KorAP / Krill

:mag: A Corpus Data Retrieval Index using Lucene for Look-Ups
BSD 2-Clause "Simplified" License
16 stars 3 forks source link

Provide an API to expose index version #62

Closed Akron closed 4 years ago

Akron commented 4 years ago

Currently, the state of an index is unknown. To see if an index has changed since the last visit (newly introduced, deleted or modified documents), the index may respond with a version code. This can be helpful for caching in clients such as the RKorAPClient. To have this feature stable in a distributed environment, it may be enough to return a hash value of arbitrary length instead of an incremental version number.

Once this is implemented, it needs to be served by Kustvakt.

This feature was suggested by @kupietz .

kupietz commented 4 years ago

From the API point of view, statistics could return an informal human readable revision string, leaving it open whether it contains a corpus revision name, a date, a PID, a description or all.

Clients would have to make their cache hash calculations depend on it - or invalidate existing caches once this string changes.

Akron commented 4 years ago

Realising this using either an ETag or a Last-Modified header and in the long run respecting If-None-Match and If-Modified-Since seems to be a reasonable approach.

Akron commented 4 years ago

https://korap.ids-mannheim.de/gerrit/c/KorAP/Krill/+/2746 addresses this issue and introduces a fingerprint method to KrillIndex.
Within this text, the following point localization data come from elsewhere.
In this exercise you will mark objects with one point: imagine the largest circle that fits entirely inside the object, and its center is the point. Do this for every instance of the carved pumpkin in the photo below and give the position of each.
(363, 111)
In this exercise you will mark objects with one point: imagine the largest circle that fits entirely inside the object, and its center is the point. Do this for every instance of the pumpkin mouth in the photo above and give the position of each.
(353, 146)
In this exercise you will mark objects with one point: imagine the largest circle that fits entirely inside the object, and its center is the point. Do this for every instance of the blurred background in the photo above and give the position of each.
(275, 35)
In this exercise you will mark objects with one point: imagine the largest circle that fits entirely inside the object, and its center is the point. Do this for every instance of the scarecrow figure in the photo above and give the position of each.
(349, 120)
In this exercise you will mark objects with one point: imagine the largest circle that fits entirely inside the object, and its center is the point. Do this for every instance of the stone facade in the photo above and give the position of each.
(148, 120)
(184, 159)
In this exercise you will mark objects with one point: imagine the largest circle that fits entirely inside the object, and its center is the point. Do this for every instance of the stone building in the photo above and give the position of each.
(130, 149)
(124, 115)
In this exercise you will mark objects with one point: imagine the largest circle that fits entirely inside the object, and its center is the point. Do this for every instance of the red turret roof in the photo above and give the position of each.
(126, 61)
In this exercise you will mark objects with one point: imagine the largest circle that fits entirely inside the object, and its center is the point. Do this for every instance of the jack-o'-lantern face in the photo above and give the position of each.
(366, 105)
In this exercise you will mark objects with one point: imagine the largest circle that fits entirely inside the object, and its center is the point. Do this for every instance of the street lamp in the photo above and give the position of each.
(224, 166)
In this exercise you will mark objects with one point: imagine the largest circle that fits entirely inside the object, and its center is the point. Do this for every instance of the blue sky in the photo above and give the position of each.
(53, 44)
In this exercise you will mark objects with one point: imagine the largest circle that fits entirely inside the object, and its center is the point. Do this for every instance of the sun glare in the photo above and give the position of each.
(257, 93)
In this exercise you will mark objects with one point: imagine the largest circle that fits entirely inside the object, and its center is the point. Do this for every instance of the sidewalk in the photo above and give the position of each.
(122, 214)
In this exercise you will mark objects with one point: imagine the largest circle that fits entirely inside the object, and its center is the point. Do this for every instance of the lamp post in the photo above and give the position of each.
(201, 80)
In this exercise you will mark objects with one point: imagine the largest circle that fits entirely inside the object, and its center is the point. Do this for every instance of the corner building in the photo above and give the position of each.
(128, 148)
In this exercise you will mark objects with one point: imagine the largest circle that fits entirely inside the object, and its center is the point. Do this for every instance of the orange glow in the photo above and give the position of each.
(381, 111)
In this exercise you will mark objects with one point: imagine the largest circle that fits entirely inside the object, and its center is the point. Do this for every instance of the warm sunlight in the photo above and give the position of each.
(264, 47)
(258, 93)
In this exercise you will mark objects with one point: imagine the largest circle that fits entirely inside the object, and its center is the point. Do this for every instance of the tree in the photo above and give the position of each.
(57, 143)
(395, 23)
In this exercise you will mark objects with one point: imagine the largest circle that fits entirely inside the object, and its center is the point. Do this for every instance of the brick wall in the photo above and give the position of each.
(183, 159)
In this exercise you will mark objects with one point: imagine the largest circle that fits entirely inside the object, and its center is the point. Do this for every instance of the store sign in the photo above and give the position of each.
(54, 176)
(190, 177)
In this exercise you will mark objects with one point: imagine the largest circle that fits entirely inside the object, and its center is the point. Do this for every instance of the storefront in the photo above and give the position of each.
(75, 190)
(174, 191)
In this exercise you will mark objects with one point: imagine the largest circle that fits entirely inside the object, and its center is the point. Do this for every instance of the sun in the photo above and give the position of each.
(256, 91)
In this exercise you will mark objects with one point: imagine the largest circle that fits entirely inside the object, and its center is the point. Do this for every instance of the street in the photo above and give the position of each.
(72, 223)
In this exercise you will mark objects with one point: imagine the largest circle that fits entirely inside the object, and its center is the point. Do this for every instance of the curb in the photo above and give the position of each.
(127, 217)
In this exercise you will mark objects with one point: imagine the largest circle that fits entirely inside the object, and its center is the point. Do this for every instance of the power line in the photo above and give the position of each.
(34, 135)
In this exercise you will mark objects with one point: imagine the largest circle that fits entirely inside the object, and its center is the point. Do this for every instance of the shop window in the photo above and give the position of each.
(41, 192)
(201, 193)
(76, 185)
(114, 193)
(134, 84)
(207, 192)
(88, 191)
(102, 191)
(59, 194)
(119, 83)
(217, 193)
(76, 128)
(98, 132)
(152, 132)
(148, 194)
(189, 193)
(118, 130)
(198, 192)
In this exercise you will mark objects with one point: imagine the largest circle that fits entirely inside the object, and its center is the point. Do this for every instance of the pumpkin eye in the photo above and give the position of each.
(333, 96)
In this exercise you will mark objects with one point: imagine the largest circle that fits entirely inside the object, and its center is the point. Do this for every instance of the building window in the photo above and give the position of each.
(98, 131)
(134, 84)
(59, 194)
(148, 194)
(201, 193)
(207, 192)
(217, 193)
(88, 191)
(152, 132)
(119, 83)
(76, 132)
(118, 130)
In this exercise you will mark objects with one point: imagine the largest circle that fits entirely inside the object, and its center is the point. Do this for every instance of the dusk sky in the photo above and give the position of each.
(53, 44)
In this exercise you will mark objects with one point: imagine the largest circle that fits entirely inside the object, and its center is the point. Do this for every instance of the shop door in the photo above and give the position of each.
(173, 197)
I am open for suggestions about how to make this public. After rethinking, ETag is probably not a good idea.

kupietz commented 4 years ago

Maybe we can start with simply exporting the API under an appropriate name. We could then already use it with RKorAPClient and have time for thinking about a http header integration.

Akron commented 4 years ago

https://korap.ids-mannheim.de/gerrit/c/KorAP/Kustvakt/+/2752 adds an experimental X-Index-Revision header to statistics.